I recently realised that initialising the cusolver library using cusolverDnCreate reserves a rather large quantity of GPU memory (around 450MB). This is not a problem itself, but it seems that this memory is not fully freed by cusolverDnDestroy as querying the available GPU memory before and after creating and destroying the cusolver instance shows that around 390MB of initially free GPU memory is still allocated. This happens even if the function using Cusolver is compiled separately and linked to the main function. Running Cuda-memcheck does not report any problems either. It then seems that any large program using any single cusolver functionality will have 390MB less GPU memory available for any other GPU tasks for the whole runtime of the program starting from the point where the instance is created.
Here’s a sample code:
#include <cuda_runtime.h>
#include <cusolverDn.h>
#include <stdio.h>
#include "cudaCheck.hpp"
void CusolverHandleTest()
{
cusolverDnHandle_t handle;
cusolverStatus_t status;
status = cusolverDnCreate(&handle); // create handle
if(status != CUSOLVER_STATUS_SUCCESS){
printf("CusolverDnCreate failed\n");
}
// ...Use cusolver however needed
status = cusolverDnDestroy(handle); // destroy handle
if(status != CUSOLVER_STATUS_SUCCESS){
printf("CusolverDnDestroy failed\n");
}
}
int main(void){
size_t mf0,mf1,ma0, ma1;
CHECK(cudaMemGetInfo(&mf0, &ma0));
CusolverHandleTest(); // Create and destroy Cusolver instance in different scope
CHECK(cudaDeviceSynchronize());
CHECK(cudaMemGetInfo(&mf1, &ma1));
printf("How much more GPU memory is now allocated than in the start: %ld MB\n" , (mf0- mf1)/ (1024*1024) );
return 0;
}
where CHECK() is a basic cuda error checking macro.

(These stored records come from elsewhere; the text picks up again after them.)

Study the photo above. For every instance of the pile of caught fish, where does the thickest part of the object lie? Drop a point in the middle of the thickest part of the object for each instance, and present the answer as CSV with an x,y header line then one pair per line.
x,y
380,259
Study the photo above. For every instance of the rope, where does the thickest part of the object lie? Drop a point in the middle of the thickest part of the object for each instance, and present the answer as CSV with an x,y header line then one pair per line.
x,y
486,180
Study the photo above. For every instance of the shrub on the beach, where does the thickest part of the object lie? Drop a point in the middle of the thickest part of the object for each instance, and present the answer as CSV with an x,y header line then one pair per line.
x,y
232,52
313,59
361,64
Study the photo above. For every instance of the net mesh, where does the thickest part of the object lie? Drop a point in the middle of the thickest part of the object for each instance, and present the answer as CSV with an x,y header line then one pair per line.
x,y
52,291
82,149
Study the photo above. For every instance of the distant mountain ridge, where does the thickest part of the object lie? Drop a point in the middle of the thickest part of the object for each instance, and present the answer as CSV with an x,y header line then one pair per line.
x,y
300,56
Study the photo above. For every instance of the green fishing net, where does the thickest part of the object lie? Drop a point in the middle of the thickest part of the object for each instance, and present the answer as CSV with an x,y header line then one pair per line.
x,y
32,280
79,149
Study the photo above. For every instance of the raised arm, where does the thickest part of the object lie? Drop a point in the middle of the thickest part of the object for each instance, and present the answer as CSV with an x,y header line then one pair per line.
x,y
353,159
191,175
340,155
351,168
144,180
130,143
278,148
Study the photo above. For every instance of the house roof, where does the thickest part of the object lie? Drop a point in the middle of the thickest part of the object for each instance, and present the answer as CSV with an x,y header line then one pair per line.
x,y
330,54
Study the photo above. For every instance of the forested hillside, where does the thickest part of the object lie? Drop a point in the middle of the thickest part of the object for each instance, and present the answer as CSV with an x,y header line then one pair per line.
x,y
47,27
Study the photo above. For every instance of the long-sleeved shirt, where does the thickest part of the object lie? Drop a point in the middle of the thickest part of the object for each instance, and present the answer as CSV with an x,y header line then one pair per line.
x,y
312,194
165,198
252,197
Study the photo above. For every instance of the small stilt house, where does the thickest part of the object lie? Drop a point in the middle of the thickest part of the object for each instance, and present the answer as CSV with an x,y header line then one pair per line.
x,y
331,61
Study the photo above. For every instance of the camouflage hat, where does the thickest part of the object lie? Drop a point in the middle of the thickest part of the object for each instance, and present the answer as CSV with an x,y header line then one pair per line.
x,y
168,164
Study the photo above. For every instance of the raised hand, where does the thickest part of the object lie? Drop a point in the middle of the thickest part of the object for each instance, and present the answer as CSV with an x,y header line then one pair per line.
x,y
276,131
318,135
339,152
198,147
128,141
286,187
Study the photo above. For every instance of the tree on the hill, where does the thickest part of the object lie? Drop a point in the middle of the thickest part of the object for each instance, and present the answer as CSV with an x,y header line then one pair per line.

Is there something wrong with how I use cusolver or cudaMemGetInfo or is this a bug?
I’m using CUDA version V11.2.142 with Ubuntu 20.04.5 LTS
When I run your code as posted on CUDA 11.6 or CUDA 11.8, I get a report of 81MB, not 390MB.
CUDA uses lazy initialization, so you may not have CUDA fully initialized at the first call to cudaGetMemInfo
. Then when you make the 2nd call, there will be some CUDA overhead.
However I don’t know anywhere that it is claimed that doing a handle destroy will release all library overhead. So I’m pretty confident this is not a bug.
For example, when CUDA loads a library like cusolver, it loads all the kernels in the cusolver library. Destroying a handle doesn’t unload all these kernels.
If you’d like to see a change in CUDA behavior, you can always file a bug, and also you may want to investigate CUDA opt-in (for CUDA 11.7 and 11.8) “lazy” module loading. This will likely reduce the memory footprint.
compile with the following env var set:
CUDA_MODULE_LOADING=LAZY
using CUDA 11.7 or 11.8. However, as I reported, when I test the code you have posted here, I get 81MB, not 390MB, and this switch has no effect on that observation.
Thanks for the clarifications! I don’t have a possibility to install CUDA 11.7 or 11.8 at the moment, but I’ll keep in mind to later try the lazy module loading. The amount you got 81MB seems much more reasonable than 390MB, so let’s hope this difference is just a matter of newer cuda version.
I did a few further tests and it seems that standard cuda library calls dont have a similar effect on memory usage: calling custom kernels and memory transfers instead of creating a cusolver instance results in memory “loss” of only 1-2 MB. So it seems that the large memory allocation is mainly due to loading cusolver library and not due to initialization of standard CUDA libraries only after the first cudaGetMemInfo
call.
As this seems to be a feature of Cusolver, I should then take into account the extra memory needed for loading the library when checking the memory needed by certain custom functions. As context I would like to have routines that would do certain tasks either on GPU with cusolver or on CPU depending on if the data fits to GPU memory. The easiest solution I could think of would be to always create the cusolver handle before checking the free GPU memory with cudaMemGetInfo
, even in cases where the handle is not needed in current scope, but in some subroutines.
The real problem I see with this behaviour is that it restricts the memory available to custom standard CUDA kernels/functions which are not even using cusolver, just because they are used as subroutines in larger program which uses cusolver. Is there any way to explicitly unload the whole library once I know it wont be used again in the same program?
I’m not aware of any that are not extreme. An extreme method would be to create a multi-process application. For example, start a host process that doesn’t do anything with CUDA. Then spawn a process and do what you need with cusolver. Then terminate that spawned process. That will unload the cusolver library (and everything else that process owned). As I’ve mentioned already you can file a bug.